Shirley Jackson’s The Lottery opens in the beautiful morning of the 27th day of June in a town inhabited by approximately three hundred people. The villagers, along with their children who had just been picking stones, gathered in the town square for the much awaited “lottery”. The said affair, administered by Mr. Summers, had been observed like a tradition. The original paraphernalia had been significant as it was as old as the Old Man Warmer, believing that the official box being used is made out of the remains of the original, the one utilized by the first inhabitants.
The story progresses as Mr. Summers, the official of the lottery and was assisted by Mr. Graves, declared the lottery open and summoned all the names of the heads of the families along with the other men of the village. After making sure that all the villagers were present in the town square, he started calling their names one after another. Each man took a slip of paper out of the box as they were called. Apparently, the marked slip – the parcel that had a black spot on it, fell in Bill Hutchinson’s hands.
Another “draw” was made, this time within the Hutchinson family.

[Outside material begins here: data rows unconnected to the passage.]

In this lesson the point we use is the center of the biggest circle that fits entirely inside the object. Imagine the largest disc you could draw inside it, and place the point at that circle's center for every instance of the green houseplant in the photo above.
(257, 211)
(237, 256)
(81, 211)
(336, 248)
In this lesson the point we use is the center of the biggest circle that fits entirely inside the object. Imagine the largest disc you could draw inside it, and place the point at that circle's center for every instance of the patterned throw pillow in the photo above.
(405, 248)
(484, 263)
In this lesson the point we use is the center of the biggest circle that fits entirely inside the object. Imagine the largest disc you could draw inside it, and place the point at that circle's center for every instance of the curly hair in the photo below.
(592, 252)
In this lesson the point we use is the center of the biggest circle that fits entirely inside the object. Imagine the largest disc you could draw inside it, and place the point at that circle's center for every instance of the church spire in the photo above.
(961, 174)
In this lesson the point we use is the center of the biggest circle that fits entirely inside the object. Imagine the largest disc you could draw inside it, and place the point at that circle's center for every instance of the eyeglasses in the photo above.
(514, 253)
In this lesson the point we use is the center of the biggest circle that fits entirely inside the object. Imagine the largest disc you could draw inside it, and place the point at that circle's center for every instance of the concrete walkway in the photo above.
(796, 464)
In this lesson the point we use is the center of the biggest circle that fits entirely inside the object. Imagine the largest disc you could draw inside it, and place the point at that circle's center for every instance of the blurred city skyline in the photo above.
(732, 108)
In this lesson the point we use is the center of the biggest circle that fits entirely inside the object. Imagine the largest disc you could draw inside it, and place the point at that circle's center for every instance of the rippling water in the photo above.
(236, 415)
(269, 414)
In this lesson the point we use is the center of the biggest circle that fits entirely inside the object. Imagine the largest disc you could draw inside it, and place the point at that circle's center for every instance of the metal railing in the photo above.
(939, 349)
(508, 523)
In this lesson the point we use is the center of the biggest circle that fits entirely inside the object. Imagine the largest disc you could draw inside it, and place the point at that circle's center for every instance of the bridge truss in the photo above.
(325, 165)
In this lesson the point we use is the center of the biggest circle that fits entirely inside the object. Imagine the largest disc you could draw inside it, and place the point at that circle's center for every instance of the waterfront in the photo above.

Bill, his wife Tessie and their kids Bill Jr. , Nancy and little Dave (with the help of Mr. Graves), took their own slip of paper from the box. Later, Tessie, who had been in outrage since the “luck” of the lottery was called in their house, had picked out the marked piece. At that very moment, all the men, women and children of the village, including her husband and children, with stones in their hands, surrounded her. The main ritual of “stoning” Tessie to death marked the end of the story.